The most difficult companies to execute an R&D study for are those that are in traditionally non-technical industries. This is especially true for the field of digital marketing which has always been perceived as an artistic and business-focused venture and not full of the technical challenges and work based on computer science. However, the landscape of this industry has changed significantly from even five years ago.
These days, a digital marketing agency does almost as much development as any software development house because of the highly dynamic nature of the industry. More and more, clients are demanding better metrics, better performance, and more bang for their advertising dollars.

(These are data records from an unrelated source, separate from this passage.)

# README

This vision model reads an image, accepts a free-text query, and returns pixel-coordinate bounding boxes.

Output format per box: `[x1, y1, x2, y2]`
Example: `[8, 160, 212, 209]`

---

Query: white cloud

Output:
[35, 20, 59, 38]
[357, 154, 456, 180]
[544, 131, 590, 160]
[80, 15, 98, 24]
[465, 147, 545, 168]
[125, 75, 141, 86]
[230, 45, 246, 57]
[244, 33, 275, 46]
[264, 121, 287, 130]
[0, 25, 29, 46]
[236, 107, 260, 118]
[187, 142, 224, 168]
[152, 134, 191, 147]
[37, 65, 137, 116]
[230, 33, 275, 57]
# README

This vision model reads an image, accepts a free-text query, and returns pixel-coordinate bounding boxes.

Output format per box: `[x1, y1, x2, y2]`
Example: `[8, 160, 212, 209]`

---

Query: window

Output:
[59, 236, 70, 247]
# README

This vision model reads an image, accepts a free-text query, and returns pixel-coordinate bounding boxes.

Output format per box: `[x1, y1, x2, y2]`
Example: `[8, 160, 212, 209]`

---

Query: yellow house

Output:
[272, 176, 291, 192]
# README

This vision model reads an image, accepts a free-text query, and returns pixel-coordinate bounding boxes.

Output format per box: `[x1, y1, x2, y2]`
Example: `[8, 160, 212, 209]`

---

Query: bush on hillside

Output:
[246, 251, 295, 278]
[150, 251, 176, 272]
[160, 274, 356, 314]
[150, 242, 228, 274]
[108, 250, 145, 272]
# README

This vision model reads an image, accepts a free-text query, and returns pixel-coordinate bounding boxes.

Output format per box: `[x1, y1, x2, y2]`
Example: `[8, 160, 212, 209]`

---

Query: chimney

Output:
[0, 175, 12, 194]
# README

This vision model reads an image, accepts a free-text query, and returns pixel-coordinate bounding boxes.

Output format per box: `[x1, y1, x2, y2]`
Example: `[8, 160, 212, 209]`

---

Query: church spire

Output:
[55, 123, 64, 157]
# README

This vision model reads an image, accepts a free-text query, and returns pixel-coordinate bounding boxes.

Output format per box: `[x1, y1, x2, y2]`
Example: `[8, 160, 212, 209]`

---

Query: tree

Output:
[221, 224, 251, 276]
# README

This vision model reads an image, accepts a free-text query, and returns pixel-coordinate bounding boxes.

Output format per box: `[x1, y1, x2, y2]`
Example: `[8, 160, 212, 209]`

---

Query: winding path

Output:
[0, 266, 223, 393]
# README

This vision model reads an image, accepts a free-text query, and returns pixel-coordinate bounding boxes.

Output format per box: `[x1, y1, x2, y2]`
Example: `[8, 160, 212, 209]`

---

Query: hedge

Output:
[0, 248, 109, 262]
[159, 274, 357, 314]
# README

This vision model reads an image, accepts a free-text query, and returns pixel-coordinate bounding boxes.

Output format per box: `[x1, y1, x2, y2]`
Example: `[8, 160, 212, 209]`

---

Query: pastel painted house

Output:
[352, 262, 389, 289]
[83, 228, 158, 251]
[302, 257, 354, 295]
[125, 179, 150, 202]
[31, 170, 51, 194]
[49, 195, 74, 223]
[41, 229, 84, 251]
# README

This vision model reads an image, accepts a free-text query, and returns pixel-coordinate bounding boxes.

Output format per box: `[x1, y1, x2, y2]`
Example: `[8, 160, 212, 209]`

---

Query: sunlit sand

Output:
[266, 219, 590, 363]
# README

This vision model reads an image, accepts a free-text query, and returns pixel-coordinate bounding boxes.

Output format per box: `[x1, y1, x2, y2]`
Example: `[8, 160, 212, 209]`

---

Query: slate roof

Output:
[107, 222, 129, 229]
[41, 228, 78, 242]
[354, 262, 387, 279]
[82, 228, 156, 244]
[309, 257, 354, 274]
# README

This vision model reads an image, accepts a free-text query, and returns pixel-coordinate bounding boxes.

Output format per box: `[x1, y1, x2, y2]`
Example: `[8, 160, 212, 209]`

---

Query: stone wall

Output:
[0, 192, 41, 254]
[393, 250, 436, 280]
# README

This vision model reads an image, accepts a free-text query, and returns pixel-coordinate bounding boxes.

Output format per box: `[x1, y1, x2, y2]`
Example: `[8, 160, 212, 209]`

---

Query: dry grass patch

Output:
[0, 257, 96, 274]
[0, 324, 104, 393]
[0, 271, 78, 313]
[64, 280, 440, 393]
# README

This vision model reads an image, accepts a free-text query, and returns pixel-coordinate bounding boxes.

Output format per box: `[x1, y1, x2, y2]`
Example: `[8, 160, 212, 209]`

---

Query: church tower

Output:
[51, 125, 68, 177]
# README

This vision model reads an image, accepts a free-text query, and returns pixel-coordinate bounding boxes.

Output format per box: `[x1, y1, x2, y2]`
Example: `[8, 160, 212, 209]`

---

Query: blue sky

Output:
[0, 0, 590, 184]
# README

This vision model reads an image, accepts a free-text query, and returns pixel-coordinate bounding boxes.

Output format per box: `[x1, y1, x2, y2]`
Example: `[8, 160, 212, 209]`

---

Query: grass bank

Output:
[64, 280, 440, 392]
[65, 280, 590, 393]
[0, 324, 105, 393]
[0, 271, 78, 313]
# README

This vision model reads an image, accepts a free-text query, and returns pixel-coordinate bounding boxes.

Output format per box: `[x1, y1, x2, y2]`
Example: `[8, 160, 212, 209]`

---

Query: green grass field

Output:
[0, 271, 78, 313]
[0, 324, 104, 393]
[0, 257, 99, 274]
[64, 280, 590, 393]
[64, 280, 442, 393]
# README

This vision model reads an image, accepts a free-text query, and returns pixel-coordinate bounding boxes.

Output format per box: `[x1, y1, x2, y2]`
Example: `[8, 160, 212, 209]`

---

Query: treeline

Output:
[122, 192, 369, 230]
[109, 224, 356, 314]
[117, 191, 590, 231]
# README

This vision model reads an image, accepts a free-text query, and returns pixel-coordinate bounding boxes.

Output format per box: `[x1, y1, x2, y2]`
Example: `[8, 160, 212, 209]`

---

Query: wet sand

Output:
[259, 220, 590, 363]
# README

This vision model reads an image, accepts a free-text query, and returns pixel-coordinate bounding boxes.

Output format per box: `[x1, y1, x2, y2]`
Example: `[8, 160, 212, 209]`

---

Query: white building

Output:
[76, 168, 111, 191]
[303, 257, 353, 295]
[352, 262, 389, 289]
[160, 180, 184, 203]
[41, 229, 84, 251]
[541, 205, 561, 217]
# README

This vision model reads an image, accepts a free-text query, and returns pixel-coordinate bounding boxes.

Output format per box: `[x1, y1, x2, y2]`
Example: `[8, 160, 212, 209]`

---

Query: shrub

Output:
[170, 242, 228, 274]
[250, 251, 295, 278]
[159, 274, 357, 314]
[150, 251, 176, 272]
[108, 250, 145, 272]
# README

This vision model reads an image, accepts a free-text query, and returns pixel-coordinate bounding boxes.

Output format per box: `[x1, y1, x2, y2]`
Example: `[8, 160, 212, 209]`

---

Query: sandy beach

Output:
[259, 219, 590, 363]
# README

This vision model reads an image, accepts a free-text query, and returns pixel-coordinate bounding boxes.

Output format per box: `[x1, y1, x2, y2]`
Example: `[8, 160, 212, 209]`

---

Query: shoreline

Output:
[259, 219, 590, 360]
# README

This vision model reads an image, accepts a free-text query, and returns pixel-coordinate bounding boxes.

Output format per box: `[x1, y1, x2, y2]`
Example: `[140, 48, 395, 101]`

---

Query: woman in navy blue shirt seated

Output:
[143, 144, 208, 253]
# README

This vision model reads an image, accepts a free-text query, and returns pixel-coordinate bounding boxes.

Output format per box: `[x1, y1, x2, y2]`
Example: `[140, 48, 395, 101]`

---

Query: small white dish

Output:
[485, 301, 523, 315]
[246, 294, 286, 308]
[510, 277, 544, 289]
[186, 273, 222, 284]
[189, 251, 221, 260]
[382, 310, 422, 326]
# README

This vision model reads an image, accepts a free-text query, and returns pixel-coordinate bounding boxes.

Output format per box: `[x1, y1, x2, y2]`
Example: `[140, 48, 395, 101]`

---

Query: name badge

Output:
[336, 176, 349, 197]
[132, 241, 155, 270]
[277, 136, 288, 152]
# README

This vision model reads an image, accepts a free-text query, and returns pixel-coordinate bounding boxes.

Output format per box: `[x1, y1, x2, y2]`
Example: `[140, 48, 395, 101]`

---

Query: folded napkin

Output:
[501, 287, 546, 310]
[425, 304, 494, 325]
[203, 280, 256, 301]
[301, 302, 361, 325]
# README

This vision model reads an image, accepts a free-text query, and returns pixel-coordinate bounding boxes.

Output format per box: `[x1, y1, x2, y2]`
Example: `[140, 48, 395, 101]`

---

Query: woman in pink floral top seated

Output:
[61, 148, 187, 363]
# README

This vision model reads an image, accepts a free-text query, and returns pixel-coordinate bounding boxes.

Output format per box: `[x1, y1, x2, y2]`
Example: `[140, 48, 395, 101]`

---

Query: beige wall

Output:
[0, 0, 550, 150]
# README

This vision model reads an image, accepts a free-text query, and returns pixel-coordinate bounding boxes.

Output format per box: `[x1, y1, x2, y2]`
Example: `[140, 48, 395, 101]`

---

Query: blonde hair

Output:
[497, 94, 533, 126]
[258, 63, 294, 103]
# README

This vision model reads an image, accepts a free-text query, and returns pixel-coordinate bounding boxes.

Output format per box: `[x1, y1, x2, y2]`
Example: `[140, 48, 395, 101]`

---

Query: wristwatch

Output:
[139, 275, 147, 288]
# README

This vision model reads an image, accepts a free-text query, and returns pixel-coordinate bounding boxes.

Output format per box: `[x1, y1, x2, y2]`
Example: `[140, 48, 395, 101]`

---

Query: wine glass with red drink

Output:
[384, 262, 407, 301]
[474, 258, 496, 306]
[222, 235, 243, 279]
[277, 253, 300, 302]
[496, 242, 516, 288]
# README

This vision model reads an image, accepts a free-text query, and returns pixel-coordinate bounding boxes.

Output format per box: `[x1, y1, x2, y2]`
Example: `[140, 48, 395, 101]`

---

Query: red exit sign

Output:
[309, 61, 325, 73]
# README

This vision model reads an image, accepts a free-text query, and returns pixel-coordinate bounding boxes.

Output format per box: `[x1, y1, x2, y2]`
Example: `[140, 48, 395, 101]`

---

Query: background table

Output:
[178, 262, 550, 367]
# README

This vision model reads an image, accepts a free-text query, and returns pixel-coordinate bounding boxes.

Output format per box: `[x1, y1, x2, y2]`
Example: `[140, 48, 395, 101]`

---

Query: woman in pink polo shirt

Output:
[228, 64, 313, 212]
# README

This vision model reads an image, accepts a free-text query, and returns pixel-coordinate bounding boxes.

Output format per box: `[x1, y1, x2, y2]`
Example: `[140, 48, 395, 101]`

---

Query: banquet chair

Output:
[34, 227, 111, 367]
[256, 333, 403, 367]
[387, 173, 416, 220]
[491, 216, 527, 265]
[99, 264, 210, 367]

Specifically, there are numerous firms in this industry that focus on building tools that allow their clients to create intelligent marketing strategy that employs real science and real world numbers as opposed to nebulous claims about increasing market share.
These days, digital marketing firms employ an agile software development process. Unlike traditional waterfall development where development of the entire product is done step-by-step, each step being defined during the early conceptual development, agile development focuses on small development goals executed on truncated schedules in easy-to-manage chunks, also known as sprints. This agile development process allows companies to create software at a fast pace, with clear direction, but still be flexible enough to respond to feedback, internal changes and changes driven by external factors. The end result of this highly adaptive approach is that the team is able to focus their development effectively, reduce the time to market and greatly improve the final product.
For digital marketing firms, especially those that perform business intelligence analytics have a unique approach that allows them to provide statistics in real time to offer visibility to their client base. This requires not only front end development, but a robust infrastructure that supports real time analysis of data from numerous sources. Often, this means integrating application programming interfaces (APIs) to create direct connections with search engines like Google and Yahoo to give real time metrics on specific campaigns and targeted advertisements. In the case of some, this data is used to dynamically adjust the marketing campaigns to maximize reach and conversion.
A digital firm located in Southern California, evaluated their activities to determine if there was value in conducting an R&D tax credit study based on the work outlined above. From the start, there was a push toward eliminating any non-qualifying activities such as graphic design and copy writing. However, upon examining their workforce, the firm realized that many of their employees were conducting qualifying activities like programming new features, new external data connections and developing algorithms that allowed for real-time analytics and dynamic modification of content.
Ultimately, the firm was able to qualify roughly 40% of their entire payroll as qualifying for the tax credit. This included support staff had a small impact on the overall development in addition to data scientists, developers and engineers that made up the bulk of the core R&D group. With roughly $2.5MM in qualifying research expenses identified, the firm was able to generate over $200,000 in R&D credits on their 2015 Federal and California state returns.